I don't know much about debugging yaffs specifically, but this seems like a good clue:
root@errored_system:/root# echo "-all+gc">/proc/yaffs
root@errored_system:/root# dmesg | tail -f
[ 3419.220000] yaffs_block_became_dirty block 3048 state 8
[ 3419.220000] GC Selected block 3437 with 1 free, prioritised:0
[ 3419.220000] yaffs: GC erasedBlocks 5 aggressive 1
[ 3419.260000] yaffs_block_became_dirty block 3437 state 8
[ 3419.270000] GC Selected block 2201 with 1 free, prioritised:0
[ 3419.270000] yaffs: GC erasedBlocks 5 aggressive 1
[ 3419.310000] yaffs_block_became_dirty block 2201 state 8
[ 3419.310000] GC Selected block 2231 with 1 free, prioritised:0
[ 3419.310000] yaffs: GC erasedBlocks 5 aggressive 1
[ 3419.370000] yaffs_block_became_dirty block 2231 state 8
These "yaffs_block_became_dirty block" records rapidly fill up the kernel log... (on the good systems, I do not get these messages, at least not in rapid succession)
Heres the interesting thing: they are all repeating on the same few blocks. (2201, 2357, 2819, 3048 & 3437... same story on the other error'd systems, only different block numbers) So my hunch is that something is preventing these blocks from getting GC'd and are somehow backlogging the other blocks that need freeing. Is that even possible?

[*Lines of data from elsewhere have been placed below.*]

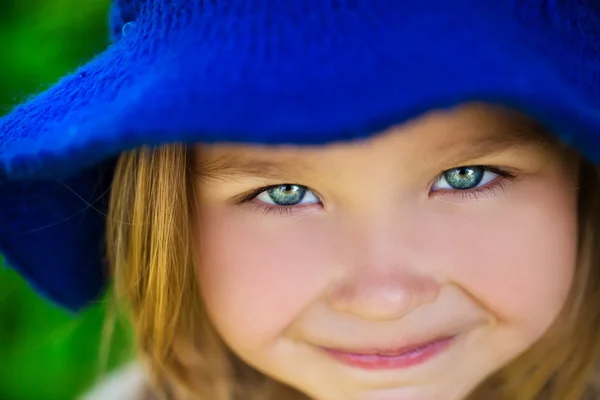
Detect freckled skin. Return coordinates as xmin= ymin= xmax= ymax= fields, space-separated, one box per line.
xmin=195 ymin=106 xmax=577 ymax=400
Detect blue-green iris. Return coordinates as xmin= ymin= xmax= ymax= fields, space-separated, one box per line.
xmin=267 ymin=185 xmax=306 ymax=206
xmin=444 ymin=167 xmax=485 ymax=190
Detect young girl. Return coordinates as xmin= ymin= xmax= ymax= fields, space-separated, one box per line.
xmin=0 ymin=0 xmax=600 ymax=400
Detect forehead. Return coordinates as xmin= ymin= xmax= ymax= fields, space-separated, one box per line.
xmin=194 ymin=104 xmax=553 ymax=176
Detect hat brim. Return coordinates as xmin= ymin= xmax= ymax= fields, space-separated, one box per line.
xmin=0 ymin=3 xmax=600 ymax=309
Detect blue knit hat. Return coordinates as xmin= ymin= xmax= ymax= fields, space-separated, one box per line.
xmin=0 ymin=0 xmax=600 ymax=310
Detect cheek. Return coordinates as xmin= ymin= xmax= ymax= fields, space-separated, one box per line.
xmin=438 ymin=177 xmax=577 ymax=342
xmin=197 ymin=207 xmax=334 ymax=350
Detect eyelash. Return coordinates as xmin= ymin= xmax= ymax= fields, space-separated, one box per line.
xmin=235 ymin=165 xmax=517 ymax=216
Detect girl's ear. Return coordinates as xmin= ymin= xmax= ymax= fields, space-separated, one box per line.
xmin=110 ymin=0 xmax=148 ymax=42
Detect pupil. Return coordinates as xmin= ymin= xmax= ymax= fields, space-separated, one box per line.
xmin=444 ymin=167 xmax=485 ymax=190
xmin=268 ymin=184 xmax=306 ymax=206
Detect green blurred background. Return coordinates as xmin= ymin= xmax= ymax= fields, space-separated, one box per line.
xmin=0 ymin=0 xmax=130 ymax=400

I am able to delete legitimate files and regain their space, but that doesn't really address the issue of the mystery disk usage. It does tell
me that the GC is working at least in part.
Incidentally, I cross-referenced the yaffs_block_became_dirty block against the "bad eraseblocks" and "blocks marked bad" as reported on startup and they were different (i.e. the blocks in the above GC messages were not "known bad blocks"

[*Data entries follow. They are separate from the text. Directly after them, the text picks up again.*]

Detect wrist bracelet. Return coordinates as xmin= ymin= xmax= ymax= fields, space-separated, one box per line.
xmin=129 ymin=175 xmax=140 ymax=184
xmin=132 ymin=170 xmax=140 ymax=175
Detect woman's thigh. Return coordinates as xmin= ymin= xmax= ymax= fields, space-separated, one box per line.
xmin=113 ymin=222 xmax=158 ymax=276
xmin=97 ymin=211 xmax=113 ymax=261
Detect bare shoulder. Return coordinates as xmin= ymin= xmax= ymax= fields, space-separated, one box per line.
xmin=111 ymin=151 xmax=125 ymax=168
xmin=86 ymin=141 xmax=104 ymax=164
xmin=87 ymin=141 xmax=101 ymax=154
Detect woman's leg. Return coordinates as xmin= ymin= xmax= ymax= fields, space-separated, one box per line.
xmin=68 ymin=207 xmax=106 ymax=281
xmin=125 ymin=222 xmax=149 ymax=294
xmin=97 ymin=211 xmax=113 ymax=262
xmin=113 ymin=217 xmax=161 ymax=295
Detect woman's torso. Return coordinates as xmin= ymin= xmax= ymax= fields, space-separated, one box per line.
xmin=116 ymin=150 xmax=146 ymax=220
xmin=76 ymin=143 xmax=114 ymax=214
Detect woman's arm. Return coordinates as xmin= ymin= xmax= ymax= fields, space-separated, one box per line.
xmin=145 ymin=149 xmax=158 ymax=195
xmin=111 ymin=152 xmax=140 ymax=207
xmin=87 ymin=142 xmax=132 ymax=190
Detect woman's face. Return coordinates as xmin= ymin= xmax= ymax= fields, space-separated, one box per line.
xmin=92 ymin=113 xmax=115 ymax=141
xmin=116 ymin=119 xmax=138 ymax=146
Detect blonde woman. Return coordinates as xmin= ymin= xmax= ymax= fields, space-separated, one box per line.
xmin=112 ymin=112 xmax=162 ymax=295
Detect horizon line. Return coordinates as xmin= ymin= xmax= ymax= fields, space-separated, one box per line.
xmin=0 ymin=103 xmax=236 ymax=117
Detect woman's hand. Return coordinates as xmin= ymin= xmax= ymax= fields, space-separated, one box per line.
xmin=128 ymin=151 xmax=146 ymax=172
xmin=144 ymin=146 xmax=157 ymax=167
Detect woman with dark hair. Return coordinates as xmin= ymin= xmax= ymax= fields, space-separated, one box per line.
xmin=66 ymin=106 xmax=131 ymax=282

Is there any way to forcibly verify the integrity of the data blocks in yaffs and free up this mystery space? In other words, I have remote access to these systems, but re-flashing isn't exactly an option for me as they are geographically distributed (i.e. data collectors). Can I somehow force those block numbers to be marked as bad? (I'd imagine that wouldn't be wise, even if I could)
Some more (hopefully) useful information:
I am not writing much to flash. About once an hour I update a couple of values in a sqlite database. I dont know if the update operation is the culprit (since its behaving on other systems), but its the only source of disk IO I can think of.

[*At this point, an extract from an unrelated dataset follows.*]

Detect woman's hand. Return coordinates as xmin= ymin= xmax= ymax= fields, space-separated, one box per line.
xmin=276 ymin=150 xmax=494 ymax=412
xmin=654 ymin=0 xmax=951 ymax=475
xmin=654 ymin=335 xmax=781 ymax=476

There are not many reported bad blocks (5-20 depending on which system I'm looking at)
The
board manufacturer apparently has changed the NAND chip somewhere along the line. I am experiencing
the issue on both types (so I'm fairly certain its not exclusively hardware related)
One system:
[ 2.520000] NAND device: Manufacturer ID: 0xad, Chip ID: 0x76 (Hynix NAND 64MiB 3,3V 8-bit)
Another system:
[ 2.510000] NAND device: Manufacturer ID: 0xec, Chip ID: 0x76 (Samsung NAND 64MiB 3,3V 8-bit)
Here is the /proc/yaffs from a good system (one that isn't full)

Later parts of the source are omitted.